Until you enter Court No. 5. Conversations, mainly in whispers, die the moment the bench of Justice A.K. Patnaik and Justice Ibrahim Kalifulla settle. Senior officials from the BCCI have taken their seats. Some young lawyers stand in rapt attention as two seniors from their tribe present their arguments.
Aditya Verma, the petitioner, is tense. So is the team of lawyers representing the BCCI. “I am expecting cleansing of cricket administration,” Verma is optimistic. “Wait and watch,” mumbles a BCCI official.
The judges mean business. Time is precious, the lawyers are reminded. What will be the future of Chennai Super Kings and Rajasthan Royals? The two teams, under the scanner, survive. The IPL, too.
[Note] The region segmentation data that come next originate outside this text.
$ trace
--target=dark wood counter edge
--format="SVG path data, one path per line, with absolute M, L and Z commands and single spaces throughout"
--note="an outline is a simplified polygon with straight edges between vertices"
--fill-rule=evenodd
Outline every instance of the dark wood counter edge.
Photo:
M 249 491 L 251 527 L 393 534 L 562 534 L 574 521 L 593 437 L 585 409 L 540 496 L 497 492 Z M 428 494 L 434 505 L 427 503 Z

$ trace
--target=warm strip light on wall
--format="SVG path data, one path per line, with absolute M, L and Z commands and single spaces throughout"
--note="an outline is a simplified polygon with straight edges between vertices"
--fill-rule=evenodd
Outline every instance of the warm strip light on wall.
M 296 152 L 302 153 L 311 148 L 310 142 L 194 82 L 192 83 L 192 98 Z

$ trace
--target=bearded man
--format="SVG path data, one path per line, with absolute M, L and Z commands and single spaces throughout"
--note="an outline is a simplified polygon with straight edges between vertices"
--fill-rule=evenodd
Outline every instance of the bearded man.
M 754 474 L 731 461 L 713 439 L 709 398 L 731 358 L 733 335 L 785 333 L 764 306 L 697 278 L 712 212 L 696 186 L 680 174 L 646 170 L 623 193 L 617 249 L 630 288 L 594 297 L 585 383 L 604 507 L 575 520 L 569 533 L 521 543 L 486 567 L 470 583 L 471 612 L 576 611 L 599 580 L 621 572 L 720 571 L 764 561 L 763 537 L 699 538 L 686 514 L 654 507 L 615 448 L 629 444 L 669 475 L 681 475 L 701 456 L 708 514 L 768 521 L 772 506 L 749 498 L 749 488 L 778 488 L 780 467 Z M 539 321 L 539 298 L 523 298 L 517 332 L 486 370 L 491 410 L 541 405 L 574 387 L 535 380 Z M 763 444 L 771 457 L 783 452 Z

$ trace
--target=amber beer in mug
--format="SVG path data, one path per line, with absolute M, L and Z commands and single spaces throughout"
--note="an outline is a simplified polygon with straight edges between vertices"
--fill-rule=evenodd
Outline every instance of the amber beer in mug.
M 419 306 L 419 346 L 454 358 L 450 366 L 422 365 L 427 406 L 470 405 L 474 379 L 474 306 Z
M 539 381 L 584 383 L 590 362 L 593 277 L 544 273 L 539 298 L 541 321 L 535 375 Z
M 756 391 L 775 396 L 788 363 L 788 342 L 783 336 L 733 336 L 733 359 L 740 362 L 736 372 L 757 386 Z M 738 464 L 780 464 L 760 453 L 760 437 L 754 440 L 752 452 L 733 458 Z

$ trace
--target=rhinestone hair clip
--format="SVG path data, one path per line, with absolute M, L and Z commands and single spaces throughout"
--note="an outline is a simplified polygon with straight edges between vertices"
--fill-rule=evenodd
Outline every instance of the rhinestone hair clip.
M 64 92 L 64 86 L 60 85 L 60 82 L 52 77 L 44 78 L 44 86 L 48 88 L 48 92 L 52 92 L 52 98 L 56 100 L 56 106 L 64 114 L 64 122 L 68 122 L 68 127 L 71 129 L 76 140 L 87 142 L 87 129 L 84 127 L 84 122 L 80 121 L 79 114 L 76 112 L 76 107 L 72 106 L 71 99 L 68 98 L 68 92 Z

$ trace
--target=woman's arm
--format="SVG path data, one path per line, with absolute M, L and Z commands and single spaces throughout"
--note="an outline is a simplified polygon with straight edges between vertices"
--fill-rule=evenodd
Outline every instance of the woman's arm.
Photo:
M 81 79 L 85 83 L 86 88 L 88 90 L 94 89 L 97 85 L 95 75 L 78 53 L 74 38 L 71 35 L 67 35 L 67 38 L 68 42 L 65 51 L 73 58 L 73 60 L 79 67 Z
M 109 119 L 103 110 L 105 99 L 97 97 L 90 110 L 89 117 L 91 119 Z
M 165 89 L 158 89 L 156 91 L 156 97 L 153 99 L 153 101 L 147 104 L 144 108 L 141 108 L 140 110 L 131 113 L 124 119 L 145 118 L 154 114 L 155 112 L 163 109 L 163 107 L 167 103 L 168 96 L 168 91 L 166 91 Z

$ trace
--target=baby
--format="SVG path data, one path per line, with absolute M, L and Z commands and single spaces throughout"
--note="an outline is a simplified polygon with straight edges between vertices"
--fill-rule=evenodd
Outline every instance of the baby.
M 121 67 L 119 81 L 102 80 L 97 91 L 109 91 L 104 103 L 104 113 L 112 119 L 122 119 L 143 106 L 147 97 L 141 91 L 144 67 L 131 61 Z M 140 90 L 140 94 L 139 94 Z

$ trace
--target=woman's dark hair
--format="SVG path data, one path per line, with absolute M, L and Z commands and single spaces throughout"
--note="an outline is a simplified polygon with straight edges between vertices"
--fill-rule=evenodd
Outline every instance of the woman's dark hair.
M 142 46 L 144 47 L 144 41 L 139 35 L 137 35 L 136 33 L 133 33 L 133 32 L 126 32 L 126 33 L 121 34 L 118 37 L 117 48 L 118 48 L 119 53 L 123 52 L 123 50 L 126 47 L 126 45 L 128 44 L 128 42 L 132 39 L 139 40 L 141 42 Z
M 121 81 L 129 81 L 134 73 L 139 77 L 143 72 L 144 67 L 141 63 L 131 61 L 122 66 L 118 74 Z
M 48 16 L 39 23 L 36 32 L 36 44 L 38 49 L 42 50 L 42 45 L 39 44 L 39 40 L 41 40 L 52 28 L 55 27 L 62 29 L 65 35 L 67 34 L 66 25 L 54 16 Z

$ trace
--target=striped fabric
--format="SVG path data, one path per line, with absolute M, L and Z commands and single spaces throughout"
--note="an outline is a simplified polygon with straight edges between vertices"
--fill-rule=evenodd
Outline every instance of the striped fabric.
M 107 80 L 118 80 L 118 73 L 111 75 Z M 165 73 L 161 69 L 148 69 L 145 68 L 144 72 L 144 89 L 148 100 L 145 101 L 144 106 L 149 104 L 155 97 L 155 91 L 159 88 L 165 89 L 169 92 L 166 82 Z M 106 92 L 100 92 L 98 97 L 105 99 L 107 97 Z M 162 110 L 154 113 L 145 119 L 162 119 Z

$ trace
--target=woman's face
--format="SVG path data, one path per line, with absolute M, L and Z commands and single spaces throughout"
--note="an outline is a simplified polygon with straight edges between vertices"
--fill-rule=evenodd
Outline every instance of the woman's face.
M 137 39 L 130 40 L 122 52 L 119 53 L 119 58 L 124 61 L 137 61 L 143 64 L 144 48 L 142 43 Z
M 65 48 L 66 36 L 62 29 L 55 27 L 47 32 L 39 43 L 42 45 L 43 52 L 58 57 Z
The BCCI officials are beaming. “It is good for cricket. No doubt, it is a relief. The game is on a strong wicket in India,” says BCCI secretary Sanjay Patel.
Verma is guarded. “I am happy with what transpired today. N. Srinivasan being asked to step down is the first step in our fight to get rid of corruption in cricket. We have to watch [from April 16] when the case resumes.”
Verma and the BCCI lawyer [Aryama Sundaram] are the busiest men on the Supreme Court lawns, obliging the ever-hungry electronic media.